The cicadas screamed across the coastal town of Hane, their endless cries filling the humid summer air. A salty wind drifted through narrow streets lined with paper lanterns and old wooden houses. On one of those streets stood a house quieter than the rest. Too quiet.

Inside, a boy sat curled up on the tatami floor, arms hugging his knees. His name was Renji Akira, just ten years old. His messy black hair fell across his eyes, but his gaze was fixed on the sliding paper door in front of him.

The voices outside weren't kind.

> "Both parents gone in a single night…"

"They say it was Resonance. Dangerous, uncontrollable."

"The Arata family… cursed, maybe. Best not to get close."

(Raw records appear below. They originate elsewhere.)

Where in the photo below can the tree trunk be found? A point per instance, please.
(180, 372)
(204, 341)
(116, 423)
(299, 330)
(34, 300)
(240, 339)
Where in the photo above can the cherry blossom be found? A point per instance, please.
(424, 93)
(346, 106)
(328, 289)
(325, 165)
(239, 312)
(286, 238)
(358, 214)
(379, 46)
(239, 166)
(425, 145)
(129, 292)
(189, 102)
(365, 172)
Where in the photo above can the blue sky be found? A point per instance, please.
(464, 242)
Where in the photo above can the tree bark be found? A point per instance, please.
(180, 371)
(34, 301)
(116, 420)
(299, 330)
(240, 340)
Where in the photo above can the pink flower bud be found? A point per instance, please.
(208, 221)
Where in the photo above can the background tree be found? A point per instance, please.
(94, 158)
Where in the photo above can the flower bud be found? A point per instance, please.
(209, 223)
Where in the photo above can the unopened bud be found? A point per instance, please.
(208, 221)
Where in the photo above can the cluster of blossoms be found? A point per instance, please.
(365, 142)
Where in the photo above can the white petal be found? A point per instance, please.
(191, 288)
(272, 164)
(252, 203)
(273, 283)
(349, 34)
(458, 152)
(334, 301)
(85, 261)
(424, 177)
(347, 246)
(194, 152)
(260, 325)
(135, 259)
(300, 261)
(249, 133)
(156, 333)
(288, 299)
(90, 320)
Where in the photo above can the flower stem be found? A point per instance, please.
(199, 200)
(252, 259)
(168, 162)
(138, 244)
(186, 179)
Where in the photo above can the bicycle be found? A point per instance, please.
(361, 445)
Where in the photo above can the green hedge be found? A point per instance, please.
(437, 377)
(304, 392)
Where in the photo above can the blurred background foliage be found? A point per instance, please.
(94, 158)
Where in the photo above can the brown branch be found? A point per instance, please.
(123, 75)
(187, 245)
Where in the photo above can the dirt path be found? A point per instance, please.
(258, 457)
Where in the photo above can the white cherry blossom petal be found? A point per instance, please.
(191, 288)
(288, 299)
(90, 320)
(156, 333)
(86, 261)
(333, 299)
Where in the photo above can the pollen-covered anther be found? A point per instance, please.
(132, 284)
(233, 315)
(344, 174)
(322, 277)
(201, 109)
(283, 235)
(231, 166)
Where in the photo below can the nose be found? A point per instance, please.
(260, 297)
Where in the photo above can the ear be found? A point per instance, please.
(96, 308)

Akira pressed his forehead against his knees. He didn't cry. He couldn't. His chest felt heavy, but his eyes stayed dry.

The creak of sandals against the wooden porch broke the stillness. The paper door slid open.

A tall man stepped in, his presence filling the room like a storm cloud. His black uniform bore the silver feather emblem of the Hane Japan Resonance Agency. A scar ran down his cheek, and his eyes were steel sharp.

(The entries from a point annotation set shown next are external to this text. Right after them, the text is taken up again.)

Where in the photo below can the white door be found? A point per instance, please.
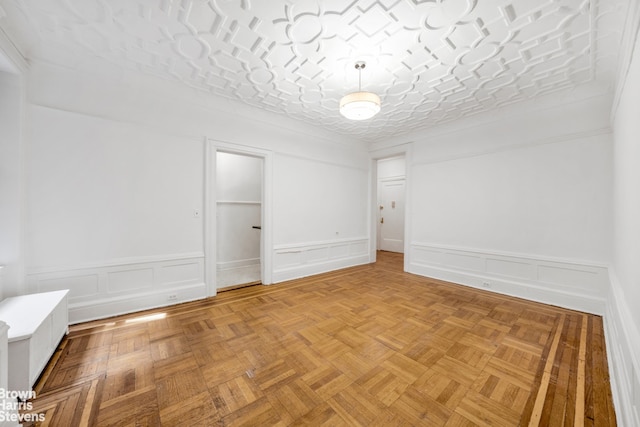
(239, 219)
(391, 215)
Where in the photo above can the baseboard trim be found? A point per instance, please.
(126, 304)
(311, 269)
(570, 284)
(622, 339)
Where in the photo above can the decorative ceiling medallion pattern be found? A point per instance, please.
(432, 61)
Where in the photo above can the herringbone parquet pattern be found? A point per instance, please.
(368, 346)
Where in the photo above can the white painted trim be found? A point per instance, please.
(302, 260)
(209, 228)
(400, 151)
(114, 263)
(623, 353)
(238, 202)
(296, 247)
(112, 289)
(573, 285)
(267, 200)
(223, 265)
(126, 304)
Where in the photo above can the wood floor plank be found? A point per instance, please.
(367, 345)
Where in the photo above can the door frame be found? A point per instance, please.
(212, 147)
(379, 188)
(404, 150)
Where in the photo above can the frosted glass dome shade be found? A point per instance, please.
(360, 105)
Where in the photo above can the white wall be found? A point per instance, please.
(320, 214)
(516, 207)
(622, 320)
(11, 171)
(116, 166)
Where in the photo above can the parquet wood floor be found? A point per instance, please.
(364, 346)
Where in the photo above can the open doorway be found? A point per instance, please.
(239, 206)
(391, 204)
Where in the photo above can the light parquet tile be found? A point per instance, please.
(368, 346)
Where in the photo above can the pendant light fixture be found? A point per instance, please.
(360, 105)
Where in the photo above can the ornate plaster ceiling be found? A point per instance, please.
(431, 61)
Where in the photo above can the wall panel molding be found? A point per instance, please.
(302, 260)
(112, 288)
(577, 285)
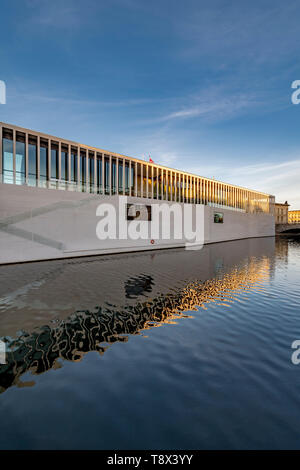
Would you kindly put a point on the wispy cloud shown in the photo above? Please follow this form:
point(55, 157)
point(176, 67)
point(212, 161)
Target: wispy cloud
point(280, 179)
point(215, 109)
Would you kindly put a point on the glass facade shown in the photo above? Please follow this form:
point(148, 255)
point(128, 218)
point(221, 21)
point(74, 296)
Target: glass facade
point(82, 171)
point(64, 165)
point(20, 162)
point(91, 172)
point(120, 177)
point(32, 164)
point(106, 175)
point(114, 174)
point(44, 163)
point(113, 177)
point(54, 164)
point(7, 161)
point(73, 167)
point(99, 175)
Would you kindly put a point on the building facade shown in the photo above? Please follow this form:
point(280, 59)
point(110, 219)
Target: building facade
point(294, 217)
point(281, 212)
point(53, 192)
point(40, 160)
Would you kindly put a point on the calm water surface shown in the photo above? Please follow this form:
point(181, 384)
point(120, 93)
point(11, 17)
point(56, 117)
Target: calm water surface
point(173, 349)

"Renji Akira," the man said. "I am Captain Takeshi Arakawa of the Kurogane Force. I knew your parents."

Akira's lips trembled. "Are they… really gone?"

Takeshi crouched down so his massive frame wouldn't tower over the boy. His voice was calm but carried the weight of truth. "Yes. They fell in battle last night. But they did not die in vain. They protected this town—and you."

Akira's fists tightened. "…What killed them?"

Takeshi's jaw clenched. "The Black Choir."

The name made the air colder. Akira had heard it whispered before. A cult. A nightmare. A shadow that twisted Resonance users into something monstrous.

"They came here?" Akira asked, his voice small.

"Yes," Takeshi said. "Your parents stood against them until the end. Without them, Hane would already be ash."

The boy's chest burned with something unfamiliar. Anger, grief, and something fiercer, though he didn't have a name for it.

---

The silence was cut by a scoff at the doorway.

"Tch. That's just a nice story for the weak."

Akira's head snapped up. A boy his age leaned casually against the frame, smirking. His hair was jet-black but smoother than Akira's messy strands, his eyes sharp like a hawk. A faint shimmer of blue flickered around his clenched fists.

"Kaito," Akira muttered.

Kaito Moriyama. Neighbor. Friend. Rival. Unlike Akira, Kaito had already awakened his Resonance. He bragged about it every chance he got.

"You shouldn't be here," Takeshi said, his tone hard.

"I came to check on him," Kaito said with a shrug. "Not my fault you talk like the end of some war movie."

Akira glared at him. "Why are you here, Kaito? To gloat?"

Kaito's smirk widened. "Maybe. Or maybe to remind you that crying won't change anything. Your parents were fighters, weren't they? They wouldn't want you hiding like a scared rabbit."

Akira's chest twisted. He wanted to snap back, to hit him, but words failed.

---

Takeshi's voice cut through, iron-strong. "Both of you. Listen well."

The two boys froze under his gaze.

"The Black Choir is rising. The world is shifting. Even the strongest forces in Japan can't protect every village. That is why we train the next generation."

Akira lifted his head. "…Train?"

Takeshi nodded. "Yes. When the time comes, you'll be old enough to enter an Academy. There, you'll learn to awaken your spirit, if you have the will."

Kaito crossed his arms, blue light sparking faintly around his knuckles. "Then I'll be ahead of him. I've already started."

Akira's teeth clenched. He hated the smug way Kaito said it.

Takeshi's gaze turned toward Akira again, steady and heavy as stone. "Your parents left you more than blood. They left you a choice. Remember this, Akira: the weak who rise are stronger than the strong who never fall."

The words etched themselves into his chest, searing deeper than grief.

Outside, the cicadas screamed louder, the world vibrating as if echoing unseen Resonance.

And inside that small wooden house, under a burning summer sky, Akira's childhood ended.